Ladies and Gentlemen, Bob Hope
Click through for an exclusive excerpt from this collectible keepsake, available here.
Born to Entertain
An identification card from the U.S.O. Camp Shows, Inc. reveals Hope’s full name: Lester Townes Hope. “I get a lot more than I give,” Hope wrote modestly in a 1971 article in Reader’s Digest.
Bob and the Bombshells
Hope and Frances Langford help load an artillery shell as part of a USO show, 1944. Langford replaced Judy Garland on Hope’s radio show in 1941 and went on tour with the comedian soon after. “Frances Langford came out and began singing, ‘I’m in the Mood for Love,’” Hope recalled. “Some sailor yelled, ‘You’ve come to the right place, honey,’ getting the biggest laugh I ever heard in a jungle.”
One of Bob’s Gals
One thing Bob Hope never forgot to bring along on his trips abroad were Hollywood starlets to boost GI morale. Here, Jayne Mansfield performed with Hope, backed by Les Brown and His Band of Renown. “If there’s anything that gives our GIs a lift, it’s the sight of a pretty girl, so I always take plenty along,” Hope recalled.

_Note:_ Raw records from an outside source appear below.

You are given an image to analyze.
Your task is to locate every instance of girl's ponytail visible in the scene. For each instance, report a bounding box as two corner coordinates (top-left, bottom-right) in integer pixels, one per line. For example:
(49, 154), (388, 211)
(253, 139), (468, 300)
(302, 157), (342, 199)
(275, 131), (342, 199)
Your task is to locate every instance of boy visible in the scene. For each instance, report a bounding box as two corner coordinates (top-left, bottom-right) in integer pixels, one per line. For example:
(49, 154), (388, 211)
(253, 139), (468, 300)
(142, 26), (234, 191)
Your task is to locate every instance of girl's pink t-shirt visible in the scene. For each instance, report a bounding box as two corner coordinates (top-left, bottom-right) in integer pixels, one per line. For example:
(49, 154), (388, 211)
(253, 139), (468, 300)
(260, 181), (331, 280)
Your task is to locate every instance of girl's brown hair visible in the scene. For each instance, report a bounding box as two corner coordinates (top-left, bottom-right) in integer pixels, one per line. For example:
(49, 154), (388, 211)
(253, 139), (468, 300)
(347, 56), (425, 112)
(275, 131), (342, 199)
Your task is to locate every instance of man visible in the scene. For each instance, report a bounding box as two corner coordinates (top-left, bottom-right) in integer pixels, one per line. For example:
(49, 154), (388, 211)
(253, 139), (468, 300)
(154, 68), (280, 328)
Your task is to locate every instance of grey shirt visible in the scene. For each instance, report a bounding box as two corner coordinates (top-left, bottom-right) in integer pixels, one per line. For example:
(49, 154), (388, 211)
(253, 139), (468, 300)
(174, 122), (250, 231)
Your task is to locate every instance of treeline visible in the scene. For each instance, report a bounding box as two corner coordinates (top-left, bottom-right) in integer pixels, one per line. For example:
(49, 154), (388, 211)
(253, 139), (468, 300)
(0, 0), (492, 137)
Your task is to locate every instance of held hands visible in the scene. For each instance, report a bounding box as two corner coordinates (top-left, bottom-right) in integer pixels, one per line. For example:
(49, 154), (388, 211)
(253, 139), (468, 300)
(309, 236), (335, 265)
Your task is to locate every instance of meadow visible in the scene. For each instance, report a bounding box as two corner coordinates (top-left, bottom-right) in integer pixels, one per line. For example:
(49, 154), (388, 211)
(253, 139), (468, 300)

“Their morale is unbelievable”
An identification card issued to Hope in 1945 from Washington. “People ask if I don’t mind leaving my family at Christmas to fly halfway around the world to be with the troops,” Hope wrote, “[but] the satisfaction that comes from bringing a few hours of laughter and home to these men living such hard, dangerous lives is difficult to express. I don’t care how often you’ve seen the war on TV or read about it, you have no idea what it’s really like until you’ve felt the heat, tasted the dust, sloshed through the mud, and talked to the men, especially the wounded. Yet their morale is unbelievable; it gives you a lift just to be with them.”
Back on Tour
A scant five years after Hope’s last WWII performance, he was back in Asia entertaining American GIs. Here Hope sits with men of the U.S. Army’s X Corps as members of his troupe entertain at Wonsan, Korea, October 26, 1950. “They say there’s a healing power in laughter, so I always go well supplied with jokes. And I’ve discovered that our men are pretty quick with the jokes themselves,” Hope reminisced.
Christmas with the Troops
Bob Hope visiting troops on Christmas Day, 1964, in South Vietnam. “They are great faces and great men,” wrote Hope. “The best we have.”
Bob and Jill St. John
Hope realized early on that the perfect formula involved plenty of laughs, a song and dance, and a pretty girl, meaning each era of Hope’s career was defined by the day’s most popular sex symbols. Here, Jill St. John came with him on his annual Christmas show in 1964. “The most poignant moment of our trips is always Christmas Eve, when our cast joins with the GIs in singing ‘Silent Night,’” reflected Hope.
A Mountain of Thanks
Hope reads an 80-foot-long letter (equal in length to the average 18-wheeler) of birthday wishes from GIs in Vietnam at his North Hollywood home, June 15, 1966. “Leaving Vietnam is always a wrench,” recalled Hope, “for though we’re going back to comfort and safety, the thousands of men we have entertained are trudging back to the danger, dirt, and heat of a bloody war.”